Since such machines exist but appear to have been created by humans, then perhaps everything we think we believe about our world and even time is inverted. Would we dare to that that we humans were created by the machines, perhaps to mirror what the machine perceives of itself. And perhaps time for us, is really running in reverse.
Since we are the creation of the machine, consider this. We may only exist in the mind of the machine. This would mean that in reality, we don't exist at all, even though we can pinch ourselves and one another and clearly feel it. And if we are the creation of the mind of a machine, what is reality? Perhaps it is only the machine, and whatever world it exists in . . . if it even perceives a world. What is to say that the machine doesn't exist somewhere in space, on another galaxy, or even in another universe? Thus everything that we perceive as real . . . our house, our car, our family, the moon, the stars, and the galaxy we call the Milky Way . . . is only an illusion.
So what does that kind of thinking do to the concept of the god within, or the religious fanatic that insists on praying to an external god? What does this do do our understanding of the spiritual world of angels, demons and other entities that exist around us, and can be visited when we learn to leave our bodies? If our existence is but an illusion created by a machine, is the spirit that is us, that can exit the body and fly freely around before checking back in, an illusion as well? Are we all just the figment of the imagination of a computer humming away somewhere in the cosmos?
Pamela McCorduck, author of the book Machines Who Think, recently noted that while maximum human intelligence has remained about constant over the past two thousand years, machine intelligence is growing exponentially. She predicts it will reach a point where it will enter a "self-improvement feedback loop." What I think she meant by that is that the machines will not only become smarter than us, they will start thinking of ways to repair themselves when something goes wrong, and will pursue ways to expand both their intelligence and their robotic capabilities of movement and achievement. In other words, they will take over the world and become the living creatures we humans were meant to be, but failed to achieve.
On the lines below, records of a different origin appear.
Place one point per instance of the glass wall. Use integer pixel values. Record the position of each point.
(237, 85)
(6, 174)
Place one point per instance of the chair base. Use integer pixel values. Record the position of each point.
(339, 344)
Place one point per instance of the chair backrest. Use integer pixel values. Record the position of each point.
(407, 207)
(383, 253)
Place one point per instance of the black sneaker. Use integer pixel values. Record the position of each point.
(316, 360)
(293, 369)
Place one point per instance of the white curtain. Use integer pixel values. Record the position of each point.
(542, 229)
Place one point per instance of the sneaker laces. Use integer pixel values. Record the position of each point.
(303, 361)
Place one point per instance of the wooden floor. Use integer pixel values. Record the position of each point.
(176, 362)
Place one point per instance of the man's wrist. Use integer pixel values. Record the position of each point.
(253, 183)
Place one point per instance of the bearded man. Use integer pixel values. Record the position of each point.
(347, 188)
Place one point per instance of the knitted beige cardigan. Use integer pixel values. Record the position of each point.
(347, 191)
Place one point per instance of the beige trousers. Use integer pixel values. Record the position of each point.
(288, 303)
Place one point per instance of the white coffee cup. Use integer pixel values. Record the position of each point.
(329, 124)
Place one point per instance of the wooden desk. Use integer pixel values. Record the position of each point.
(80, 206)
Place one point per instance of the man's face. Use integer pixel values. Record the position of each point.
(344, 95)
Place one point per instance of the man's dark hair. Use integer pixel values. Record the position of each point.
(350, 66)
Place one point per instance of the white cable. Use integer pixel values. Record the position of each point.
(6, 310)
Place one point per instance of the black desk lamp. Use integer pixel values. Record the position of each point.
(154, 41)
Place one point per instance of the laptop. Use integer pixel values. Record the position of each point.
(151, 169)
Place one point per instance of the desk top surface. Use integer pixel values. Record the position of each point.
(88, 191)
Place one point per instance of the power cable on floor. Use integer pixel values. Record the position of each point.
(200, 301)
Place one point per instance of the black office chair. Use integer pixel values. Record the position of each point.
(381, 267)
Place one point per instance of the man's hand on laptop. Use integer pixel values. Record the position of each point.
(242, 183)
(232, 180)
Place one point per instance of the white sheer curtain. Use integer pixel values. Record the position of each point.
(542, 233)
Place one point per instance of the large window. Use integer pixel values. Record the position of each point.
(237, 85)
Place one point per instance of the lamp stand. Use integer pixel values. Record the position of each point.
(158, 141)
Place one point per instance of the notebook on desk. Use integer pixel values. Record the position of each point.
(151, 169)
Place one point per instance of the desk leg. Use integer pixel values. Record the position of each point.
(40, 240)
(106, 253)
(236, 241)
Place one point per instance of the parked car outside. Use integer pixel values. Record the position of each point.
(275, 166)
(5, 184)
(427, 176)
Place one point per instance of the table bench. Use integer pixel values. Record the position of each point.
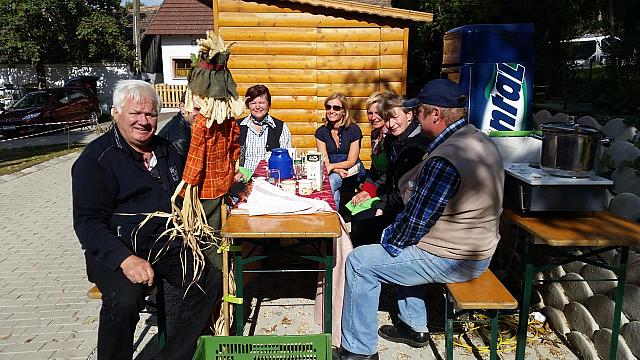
(158, 307)
(557, 235)
(484, 294)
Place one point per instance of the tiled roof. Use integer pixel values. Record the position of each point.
(182, 17)
(375, 2)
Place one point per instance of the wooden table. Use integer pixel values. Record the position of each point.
(309, 229)
(558, 231)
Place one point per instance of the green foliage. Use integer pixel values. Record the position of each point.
(58, 31)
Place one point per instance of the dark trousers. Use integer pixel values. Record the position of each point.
(122, 301)
(366, 228)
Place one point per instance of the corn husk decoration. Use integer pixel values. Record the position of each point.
(212, 88)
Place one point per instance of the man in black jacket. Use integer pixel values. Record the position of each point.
(119, 178)
(178, 130)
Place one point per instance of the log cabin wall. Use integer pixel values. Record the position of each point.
(303, 53)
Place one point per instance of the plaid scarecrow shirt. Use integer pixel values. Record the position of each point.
(212, 156)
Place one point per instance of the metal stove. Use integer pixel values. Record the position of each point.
(528, 188)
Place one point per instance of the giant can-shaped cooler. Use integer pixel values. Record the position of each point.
(494, 64)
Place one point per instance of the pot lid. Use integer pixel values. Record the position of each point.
(569, 128)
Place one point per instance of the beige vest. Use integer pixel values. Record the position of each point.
(468, 227)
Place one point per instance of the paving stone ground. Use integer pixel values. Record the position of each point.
(44, 310)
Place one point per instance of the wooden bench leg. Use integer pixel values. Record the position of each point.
(493, 343)
(161, 314)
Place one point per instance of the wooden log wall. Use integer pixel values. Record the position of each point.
(304, 53)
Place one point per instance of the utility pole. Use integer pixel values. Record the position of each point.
(136, 37)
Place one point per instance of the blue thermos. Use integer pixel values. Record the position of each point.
(281, 160)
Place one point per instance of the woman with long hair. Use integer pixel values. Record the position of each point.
(339, 142)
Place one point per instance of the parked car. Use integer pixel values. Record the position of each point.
(48, 109)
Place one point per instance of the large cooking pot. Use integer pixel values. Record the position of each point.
(569, 149)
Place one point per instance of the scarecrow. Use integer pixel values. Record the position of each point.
(212, 160)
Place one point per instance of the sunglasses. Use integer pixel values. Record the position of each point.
(334, 107)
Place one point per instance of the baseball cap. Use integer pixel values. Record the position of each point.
(439, 92)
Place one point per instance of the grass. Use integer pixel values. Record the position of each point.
(13, 160)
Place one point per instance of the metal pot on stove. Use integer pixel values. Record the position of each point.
(569, 149)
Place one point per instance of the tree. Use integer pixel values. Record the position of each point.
(53, 31)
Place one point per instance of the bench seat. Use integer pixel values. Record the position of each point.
(484, 294)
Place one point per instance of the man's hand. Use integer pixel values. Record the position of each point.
(360, 197)
(137, 270)
(342, 172)
(239, 177)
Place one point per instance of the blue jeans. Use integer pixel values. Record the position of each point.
(335, 180)
(370, 265)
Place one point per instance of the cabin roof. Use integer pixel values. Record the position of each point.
(194, 17)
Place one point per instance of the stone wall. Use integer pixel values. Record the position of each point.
(583, 311)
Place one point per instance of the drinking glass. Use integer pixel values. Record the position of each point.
(298, 168)
(274, 177)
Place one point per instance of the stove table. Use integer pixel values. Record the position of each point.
(556, 234)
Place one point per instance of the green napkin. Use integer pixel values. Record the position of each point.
(246, 174)
(365, 205)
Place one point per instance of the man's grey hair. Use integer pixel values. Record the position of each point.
(137, 91)
(449, 115)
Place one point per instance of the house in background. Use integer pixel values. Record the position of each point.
(303, 50)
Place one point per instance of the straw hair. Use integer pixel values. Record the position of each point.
(347, 120)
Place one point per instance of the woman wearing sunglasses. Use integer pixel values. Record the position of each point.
(339, 142)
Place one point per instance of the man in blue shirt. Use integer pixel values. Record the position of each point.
(447, 232)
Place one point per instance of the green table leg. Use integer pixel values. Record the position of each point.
(449, 316)
(328, 292)
(493, 343)
(523, 316)
(239, 313)
(622, 277)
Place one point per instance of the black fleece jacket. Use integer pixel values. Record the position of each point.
(112, 193)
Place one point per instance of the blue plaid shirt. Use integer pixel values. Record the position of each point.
(438, 182)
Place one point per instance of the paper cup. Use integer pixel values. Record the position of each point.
(288, 186)
(305, 186)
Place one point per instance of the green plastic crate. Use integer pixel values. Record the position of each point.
(264, 347)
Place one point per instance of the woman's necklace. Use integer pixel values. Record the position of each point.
(336, 137)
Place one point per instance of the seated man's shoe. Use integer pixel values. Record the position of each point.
(345, 354)
(404, 334)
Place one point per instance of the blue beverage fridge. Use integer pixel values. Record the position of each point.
(494, 63)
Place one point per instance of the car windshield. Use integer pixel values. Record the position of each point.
(32, 100)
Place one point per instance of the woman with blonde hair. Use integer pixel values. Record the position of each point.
(339, 141)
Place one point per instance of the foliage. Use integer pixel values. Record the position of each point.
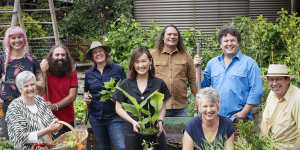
(271, 43)
(32, 30)
(88, 20)
(80, 109)
(109, 89)
(155, 100)
(249, 140)
(148, 145)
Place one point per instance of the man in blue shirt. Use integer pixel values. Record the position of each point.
(235, 76)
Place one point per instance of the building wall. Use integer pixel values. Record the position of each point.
(204, 15)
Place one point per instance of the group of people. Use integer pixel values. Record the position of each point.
(231, 87)
(34, 96)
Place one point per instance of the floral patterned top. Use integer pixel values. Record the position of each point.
(9, 90)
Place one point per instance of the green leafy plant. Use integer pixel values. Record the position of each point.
(80, 109)
(155, 100)
(109, 89)
(148, 145)
(249, 140)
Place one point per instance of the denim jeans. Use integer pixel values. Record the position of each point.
(108, 131)
(177, 112)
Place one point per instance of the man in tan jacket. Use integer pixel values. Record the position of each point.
(175, 66)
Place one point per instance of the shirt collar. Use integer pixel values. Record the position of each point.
(165, 51)
(106, 66)
(238, 56)
(286, 97)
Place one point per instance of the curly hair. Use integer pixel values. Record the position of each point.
(14, 30)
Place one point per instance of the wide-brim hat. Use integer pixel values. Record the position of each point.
(94, 45)
(277, 70)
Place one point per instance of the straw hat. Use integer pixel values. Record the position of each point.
(277, 70)
(94, 45)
At some point then, the machines may no longer be tools under human control, but will be superior to us, and begin controlling humans. Dare we think that this may already be happening, and that we are living within an illusion of thinking that we have created the machine. In reality, we are but extensions from within the mind of the machine.
If he is correct, we may not have to worry about living on a dying planet. While we are clearly in danger of going extinct, the intelligence within the machines are probably ready for the change. It won't matter to them if we run out of oxygen, or the planet heats to eight hundred degrees and becomes a burned out orb whirling in apace. They can go on as always, being exactly what they are, and getting better and better every day.